Self-checkout glitches range from smudged barcodes to double-bagged items that never pass the scanner. Distractions (text alerts, restless kids, crowded lanes, etc.) compound the problem. Retailers see growing losses and increasingly flag discrepancies for investigation.
Section 812.014 of the Florida Statutes says a person commits theft when they knowingly take another’s property with the aim of permanently denying the owner its use or enjoyment. An honest scanning error lacks that intent, which is why prosecutors rarely file charges over a lone mis-scan. Patterns of conduct, not isolated mistakes, drive criminal filings.
Store practices and zero-tolerance policies
Some chains use loss-prevention teams and artificial intelligence to spot “skip-scanning.” Even minor shortages can trigger detention until managers review footage. Stores sometimes press charges when shoppers fail to address errors pointed out by attendants.

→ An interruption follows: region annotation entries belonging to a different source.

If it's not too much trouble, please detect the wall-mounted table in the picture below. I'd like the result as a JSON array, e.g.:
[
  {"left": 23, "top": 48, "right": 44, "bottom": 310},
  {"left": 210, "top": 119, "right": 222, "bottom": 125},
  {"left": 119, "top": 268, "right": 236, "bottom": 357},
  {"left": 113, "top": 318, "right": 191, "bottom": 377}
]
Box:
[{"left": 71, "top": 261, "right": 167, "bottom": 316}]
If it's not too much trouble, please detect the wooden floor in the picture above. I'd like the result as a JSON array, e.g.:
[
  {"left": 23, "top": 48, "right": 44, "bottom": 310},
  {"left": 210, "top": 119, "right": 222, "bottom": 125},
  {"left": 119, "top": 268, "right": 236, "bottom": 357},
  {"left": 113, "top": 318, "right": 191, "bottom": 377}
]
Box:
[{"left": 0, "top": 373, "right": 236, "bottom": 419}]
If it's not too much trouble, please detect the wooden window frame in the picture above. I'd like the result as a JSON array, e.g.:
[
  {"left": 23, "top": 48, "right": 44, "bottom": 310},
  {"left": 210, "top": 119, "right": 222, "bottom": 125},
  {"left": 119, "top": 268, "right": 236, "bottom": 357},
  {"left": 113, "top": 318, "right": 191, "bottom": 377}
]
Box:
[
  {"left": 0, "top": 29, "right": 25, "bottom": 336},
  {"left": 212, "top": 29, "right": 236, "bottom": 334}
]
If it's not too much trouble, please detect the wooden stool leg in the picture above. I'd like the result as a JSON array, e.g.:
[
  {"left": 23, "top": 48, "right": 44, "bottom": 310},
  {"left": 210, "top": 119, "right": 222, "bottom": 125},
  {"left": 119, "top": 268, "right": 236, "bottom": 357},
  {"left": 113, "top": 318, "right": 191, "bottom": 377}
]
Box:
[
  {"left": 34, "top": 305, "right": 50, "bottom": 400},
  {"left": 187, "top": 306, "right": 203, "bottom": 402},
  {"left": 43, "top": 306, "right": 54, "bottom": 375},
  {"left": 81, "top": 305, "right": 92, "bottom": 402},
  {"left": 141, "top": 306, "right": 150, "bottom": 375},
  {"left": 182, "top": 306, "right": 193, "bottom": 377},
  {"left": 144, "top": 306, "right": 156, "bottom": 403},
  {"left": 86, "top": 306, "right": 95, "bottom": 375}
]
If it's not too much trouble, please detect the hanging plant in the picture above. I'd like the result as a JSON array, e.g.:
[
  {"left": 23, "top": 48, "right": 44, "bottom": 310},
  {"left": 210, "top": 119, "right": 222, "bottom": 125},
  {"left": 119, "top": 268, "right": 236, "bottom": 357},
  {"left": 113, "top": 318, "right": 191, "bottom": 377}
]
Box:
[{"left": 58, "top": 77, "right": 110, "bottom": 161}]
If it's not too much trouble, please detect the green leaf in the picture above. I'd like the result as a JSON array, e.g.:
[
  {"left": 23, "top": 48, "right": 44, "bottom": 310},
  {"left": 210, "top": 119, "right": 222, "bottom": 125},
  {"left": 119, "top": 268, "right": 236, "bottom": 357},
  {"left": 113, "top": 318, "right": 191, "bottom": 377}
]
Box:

Proving versus perceiving theft at the kiosk
Surveillance video, electronic transaction records and the shopper’s immediate reaction weigh heavily. Cooperating, apologizing and paying for missed items usually resolves the matter at store level. Repeated shortages, high-value goods or concealment attempts, however, can sway police toward arrest.
Fort Lauderdale courts view self-checkout theft through the lens of intent, statutory ranges and proof via direct and circumstantial evidence. Our state’s retail-theft statute criminalizes only intentional deprivation. Value under $750 is petit theft and anything above that becomes felony grand theft.
Defenses
Two defenses commonly end self-checkout cases before trial. The first is no intent. Register data, damaged barcodes and store videos can show a genuine scanning mistake. The second defense is immediate correction: if the shopper settles the unpaid item or notifies an employee before leaving the checkout area, prosecutors often treat the lapse as accidental and first-time defendants may be routed into Broward County’s Misdemeanor Diversion Program, avoiding a traditional criminal case. Even when criminal exposure fades, retailers may still send civil demand letters under Section 772.11 seeking $200 or triple damages plus fees.
A single scanning slip typically remains a civil matter, but patterns that suggest intent can invite criminal scrutiny. Understanding how Florida theft statutes hinge on intent, and how store policies interpret scanner data, helps shoppers navigate self-checkout with confidence while minimizing legal risk.